Artificial intelligence (AI) is fueling what the report called “this next phase of phishing, helping attackers industrialize highly convincing campaigns that look and feel like legitimate business interactions.”
A June 17 Zscaler blog post noted that ThreatLabz identified 413,524 AI-generated site instances, flagging 9% as malicious. Despite the overall decline, it said, the phishing “campaigns that remain are more targeted, more AI-powered, and harder to distinguish from legitimate activity.”

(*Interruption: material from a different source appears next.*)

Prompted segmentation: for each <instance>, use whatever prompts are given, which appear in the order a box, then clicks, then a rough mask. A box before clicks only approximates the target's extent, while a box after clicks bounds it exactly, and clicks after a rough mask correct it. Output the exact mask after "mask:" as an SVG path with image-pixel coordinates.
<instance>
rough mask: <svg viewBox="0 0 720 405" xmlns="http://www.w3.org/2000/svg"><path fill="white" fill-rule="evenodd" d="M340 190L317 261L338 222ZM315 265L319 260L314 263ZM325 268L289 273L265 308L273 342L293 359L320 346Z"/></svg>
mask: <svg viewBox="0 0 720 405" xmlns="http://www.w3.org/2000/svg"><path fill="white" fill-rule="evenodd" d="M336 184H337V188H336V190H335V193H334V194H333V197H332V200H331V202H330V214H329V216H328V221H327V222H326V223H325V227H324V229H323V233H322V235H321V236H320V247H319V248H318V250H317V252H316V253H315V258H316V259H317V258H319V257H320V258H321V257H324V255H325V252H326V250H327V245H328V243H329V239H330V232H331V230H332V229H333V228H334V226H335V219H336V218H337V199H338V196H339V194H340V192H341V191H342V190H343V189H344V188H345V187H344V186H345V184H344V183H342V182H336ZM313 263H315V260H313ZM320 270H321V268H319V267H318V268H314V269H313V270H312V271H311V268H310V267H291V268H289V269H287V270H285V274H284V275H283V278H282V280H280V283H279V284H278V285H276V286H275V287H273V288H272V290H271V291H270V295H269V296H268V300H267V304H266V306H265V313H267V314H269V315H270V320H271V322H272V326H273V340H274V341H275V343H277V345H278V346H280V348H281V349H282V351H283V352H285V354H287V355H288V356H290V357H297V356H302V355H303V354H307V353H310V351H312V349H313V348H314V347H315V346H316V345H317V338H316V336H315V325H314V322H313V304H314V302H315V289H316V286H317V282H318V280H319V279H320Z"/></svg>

In addition to government, attacks in the services sector surged 65.5% year over year, growing from 330.9 million to 547.7 million hits, the report found.
“Services operate on high volume, trust-based interactions such as billing, onboarding, renewals, and support communications. These are environments where attackers can blend in easily by impersonating vendors, hijacking invoices, and capturing credentials,” the report said.
Overall, it noted, the largest share of phishing activity targeted the United States, but volume declined 13.35% year over year from 773.4 million hits in 2024.
To help cyber defenders fight back, the report listed a series of best practices for “defending against attack surface discovery and initial compromise.”
They included reducing publicly exposed services and metadata that can be harvested; continuously auditing internet-facing assets, misconfigurations, and access paths; patching aggressively and placing applications behind a cloud broker instead of exposing networks, and assuming that any exposed service can and will be probed.